I am designing a system for product safety inspectors. These inspectors go to a shop or warehouse, take a sample of the goods for sale and test them for safety. If they fail the test they are assigned certain failure codes. The system will allow them to store various types of information about the Inspection, including Quantity Inspected and Quantity Failed. It will also calculate optimum Sample Sizes and confidence intervals for these, as well as some kind of confidence data for the detected rate of failure.

I need to confirm that my understanding of this is correct and that the answers my system will give to the users will make sense.

I know how to calculate the confidence interval for a given sample size (assuming arbitrarily large population size and random sampling method):

cc = sqrt( Z^2 * p * (1-p) / ss )

Where

cc = confidence interval as a percentage of detected failure rate

Z = Z value (e.g. 1.96 for 95% confidence)
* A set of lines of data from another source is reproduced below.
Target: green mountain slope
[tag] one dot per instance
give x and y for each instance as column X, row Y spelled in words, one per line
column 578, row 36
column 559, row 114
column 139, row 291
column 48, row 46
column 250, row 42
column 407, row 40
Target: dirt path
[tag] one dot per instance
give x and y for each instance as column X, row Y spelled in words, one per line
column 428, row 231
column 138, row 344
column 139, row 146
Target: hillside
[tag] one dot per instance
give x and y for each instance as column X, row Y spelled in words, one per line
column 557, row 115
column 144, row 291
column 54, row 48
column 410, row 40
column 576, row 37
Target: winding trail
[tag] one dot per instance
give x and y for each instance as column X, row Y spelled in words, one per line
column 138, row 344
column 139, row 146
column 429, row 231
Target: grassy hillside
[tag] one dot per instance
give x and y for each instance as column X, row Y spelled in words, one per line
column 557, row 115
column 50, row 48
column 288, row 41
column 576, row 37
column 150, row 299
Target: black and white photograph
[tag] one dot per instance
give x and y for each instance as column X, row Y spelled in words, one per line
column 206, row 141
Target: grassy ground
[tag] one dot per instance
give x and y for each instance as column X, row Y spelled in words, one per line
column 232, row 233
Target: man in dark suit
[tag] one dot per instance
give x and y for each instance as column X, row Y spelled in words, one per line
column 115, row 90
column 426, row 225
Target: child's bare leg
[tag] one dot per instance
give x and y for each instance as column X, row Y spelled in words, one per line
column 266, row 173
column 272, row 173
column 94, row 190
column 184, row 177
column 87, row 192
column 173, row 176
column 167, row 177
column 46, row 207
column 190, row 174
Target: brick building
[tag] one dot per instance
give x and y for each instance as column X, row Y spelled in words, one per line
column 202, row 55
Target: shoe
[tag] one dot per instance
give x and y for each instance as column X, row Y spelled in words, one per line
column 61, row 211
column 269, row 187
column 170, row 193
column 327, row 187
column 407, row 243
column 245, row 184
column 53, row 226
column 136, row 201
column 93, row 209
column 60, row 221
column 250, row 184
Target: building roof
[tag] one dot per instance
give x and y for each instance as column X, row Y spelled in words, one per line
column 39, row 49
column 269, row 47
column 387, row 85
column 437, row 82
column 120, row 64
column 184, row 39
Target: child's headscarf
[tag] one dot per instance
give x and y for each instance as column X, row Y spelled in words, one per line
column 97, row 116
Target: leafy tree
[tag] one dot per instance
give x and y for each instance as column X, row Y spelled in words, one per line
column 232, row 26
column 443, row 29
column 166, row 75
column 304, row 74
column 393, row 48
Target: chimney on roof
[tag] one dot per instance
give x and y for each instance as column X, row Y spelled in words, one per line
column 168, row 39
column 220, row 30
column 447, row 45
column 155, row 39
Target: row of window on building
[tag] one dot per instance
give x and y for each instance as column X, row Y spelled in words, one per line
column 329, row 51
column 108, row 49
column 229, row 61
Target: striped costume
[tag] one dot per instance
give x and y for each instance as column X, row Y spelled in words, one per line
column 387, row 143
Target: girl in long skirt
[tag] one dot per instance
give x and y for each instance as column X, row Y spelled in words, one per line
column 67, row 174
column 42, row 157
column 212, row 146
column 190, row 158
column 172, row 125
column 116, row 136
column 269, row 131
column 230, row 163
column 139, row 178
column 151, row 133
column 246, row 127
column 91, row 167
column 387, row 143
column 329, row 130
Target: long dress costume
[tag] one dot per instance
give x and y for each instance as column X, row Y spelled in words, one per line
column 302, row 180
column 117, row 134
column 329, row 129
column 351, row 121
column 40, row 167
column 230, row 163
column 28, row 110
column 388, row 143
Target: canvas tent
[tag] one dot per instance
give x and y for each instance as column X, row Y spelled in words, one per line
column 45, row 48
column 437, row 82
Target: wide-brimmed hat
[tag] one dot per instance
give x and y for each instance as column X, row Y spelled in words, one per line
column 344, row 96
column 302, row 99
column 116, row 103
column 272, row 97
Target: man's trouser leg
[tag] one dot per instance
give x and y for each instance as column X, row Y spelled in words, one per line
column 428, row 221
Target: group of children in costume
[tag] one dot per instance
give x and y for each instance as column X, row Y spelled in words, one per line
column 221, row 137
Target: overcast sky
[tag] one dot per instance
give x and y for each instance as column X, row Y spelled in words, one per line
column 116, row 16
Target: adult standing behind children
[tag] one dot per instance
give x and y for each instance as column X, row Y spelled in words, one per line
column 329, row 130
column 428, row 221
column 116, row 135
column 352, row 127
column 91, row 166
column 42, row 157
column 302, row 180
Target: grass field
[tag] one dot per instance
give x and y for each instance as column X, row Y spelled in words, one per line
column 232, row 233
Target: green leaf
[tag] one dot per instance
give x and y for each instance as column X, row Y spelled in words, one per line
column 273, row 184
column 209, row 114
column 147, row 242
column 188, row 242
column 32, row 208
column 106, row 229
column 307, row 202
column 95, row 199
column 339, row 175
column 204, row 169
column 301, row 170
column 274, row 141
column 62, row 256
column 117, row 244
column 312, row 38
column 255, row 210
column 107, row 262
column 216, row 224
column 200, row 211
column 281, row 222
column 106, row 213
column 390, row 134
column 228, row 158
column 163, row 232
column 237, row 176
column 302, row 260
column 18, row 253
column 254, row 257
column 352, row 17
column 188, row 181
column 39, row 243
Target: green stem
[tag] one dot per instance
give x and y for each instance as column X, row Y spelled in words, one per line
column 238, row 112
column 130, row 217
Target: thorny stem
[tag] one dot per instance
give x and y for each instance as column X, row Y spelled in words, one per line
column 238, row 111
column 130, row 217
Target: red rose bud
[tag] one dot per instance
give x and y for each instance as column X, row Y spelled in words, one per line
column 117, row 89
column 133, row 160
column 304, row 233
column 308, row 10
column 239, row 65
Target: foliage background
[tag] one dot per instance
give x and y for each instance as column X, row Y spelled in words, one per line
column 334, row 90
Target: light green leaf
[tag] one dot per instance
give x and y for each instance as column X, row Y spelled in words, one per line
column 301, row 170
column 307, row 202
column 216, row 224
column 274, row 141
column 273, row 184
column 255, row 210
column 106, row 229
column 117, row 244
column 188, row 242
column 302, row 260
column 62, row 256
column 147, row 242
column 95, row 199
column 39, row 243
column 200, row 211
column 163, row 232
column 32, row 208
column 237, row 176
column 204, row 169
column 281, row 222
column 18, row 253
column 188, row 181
p = failure rate (0.5 for worst case scenario)

ss = sample size (Quantity Inspected)

What I'm not so sure about is how to measure the confidence that an inspector may have in the detected failure rate *after* the inspection. For example, if no items in the sample fail, how much confidence can he/she have that no other items in the population will fail? If I calculate the confidence interval in this circumstance, with p = 0.0, the answer is always 0 (obviously!) whatever the sample size. However, this can't be true because if I sample only 10 items, surely the confidence will be significantly less than if I had sampled 100 items? Or, is the detected failure rate inconsequential here?

Thanks

This in fact represents the "sensitivity" of your measurament. To have proper estimates of failure rates, you should have a sample large enough to ensure that in most cases there is at least one failure.
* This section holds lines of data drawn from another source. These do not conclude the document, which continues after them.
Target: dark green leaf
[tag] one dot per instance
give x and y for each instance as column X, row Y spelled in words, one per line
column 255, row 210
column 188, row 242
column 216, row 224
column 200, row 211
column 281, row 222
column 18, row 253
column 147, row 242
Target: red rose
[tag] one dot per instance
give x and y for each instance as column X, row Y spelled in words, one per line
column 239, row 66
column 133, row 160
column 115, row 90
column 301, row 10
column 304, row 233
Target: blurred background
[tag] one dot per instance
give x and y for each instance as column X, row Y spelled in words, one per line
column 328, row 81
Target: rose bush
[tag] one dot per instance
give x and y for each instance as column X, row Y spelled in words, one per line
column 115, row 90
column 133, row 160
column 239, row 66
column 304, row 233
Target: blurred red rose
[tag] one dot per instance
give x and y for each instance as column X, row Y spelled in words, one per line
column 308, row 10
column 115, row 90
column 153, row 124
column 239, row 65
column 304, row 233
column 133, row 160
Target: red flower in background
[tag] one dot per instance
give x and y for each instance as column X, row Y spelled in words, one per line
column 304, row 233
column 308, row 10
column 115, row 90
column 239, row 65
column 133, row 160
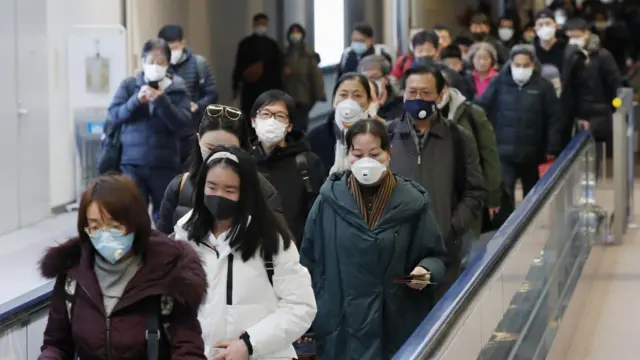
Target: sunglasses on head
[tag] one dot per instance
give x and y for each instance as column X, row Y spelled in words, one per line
column 228, row 111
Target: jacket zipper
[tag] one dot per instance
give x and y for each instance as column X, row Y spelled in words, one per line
column 108, row 338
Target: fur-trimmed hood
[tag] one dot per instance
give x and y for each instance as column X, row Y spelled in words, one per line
column 169, row 268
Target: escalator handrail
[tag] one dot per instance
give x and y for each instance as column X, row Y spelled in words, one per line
column 433, row 328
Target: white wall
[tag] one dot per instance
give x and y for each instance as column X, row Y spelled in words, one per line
column 61, row 15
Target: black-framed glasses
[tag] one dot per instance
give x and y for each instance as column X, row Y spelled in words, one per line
column 228, row 111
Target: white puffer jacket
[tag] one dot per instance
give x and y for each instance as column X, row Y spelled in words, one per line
column 273, row 316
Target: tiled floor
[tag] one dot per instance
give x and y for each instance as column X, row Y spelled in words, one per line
column 605, row 323
column 21, row 250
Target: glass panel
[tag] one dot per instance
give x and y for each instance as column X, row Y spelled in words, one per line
column 517, row 313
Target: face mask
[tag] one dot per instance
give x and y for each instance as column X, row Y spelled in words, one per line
column 153, row 72
column 546, row 33
column 505, row 34
column 420, row 109
column 270, row 131
column 579, row 42
column 295, row 38
column 521, row 75
column 347, row 113
column 220, row 207
column 373, row 110
column 368, row 171
column 360, row 47
column 445, row 100
column 176, row 55
column 112, row 245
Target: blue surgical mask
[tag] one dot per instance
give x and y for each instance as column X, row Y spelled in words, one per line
column 111, row 244
column 360, row 47
column 420, row 109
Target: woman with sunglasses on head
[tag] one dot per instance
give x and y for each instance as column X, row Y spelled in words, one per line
column 372, row 247
column 259, row 299
column 283, row 157
column 220, row 126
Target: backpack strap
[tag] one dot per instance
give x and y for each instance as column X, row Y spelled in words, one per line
column 70, row 285
column 185, row 176
column 303, row 168
column 458, row 159
column 268, row 265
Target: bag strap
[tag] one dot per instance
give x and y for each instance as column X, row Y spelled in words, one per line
column 268, row 265
column 458, row 159
column 153, row 331
column 303, row 168
column 185, row 176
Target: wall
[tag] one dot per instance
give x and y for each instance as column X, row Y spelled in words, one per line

On the other hand, you are probably only interested in checking whether the failure rate remains below a maximum determined on the basis of safety laws, quality target, and what-have-you. Therefore, you might be happy with the smallest sample size which satisfies the following:

1. applicability of statistical criteria (10? 20?)

2. enough spread to have the required maximum above 1 (2? 3?)

I would ask the manufacturer to tell you what failure rate they expect. If that were not possible, I would start with a sample of 10 and see whether it needs to be increased. After all, there will certainly be a period of testing, calibration, verification.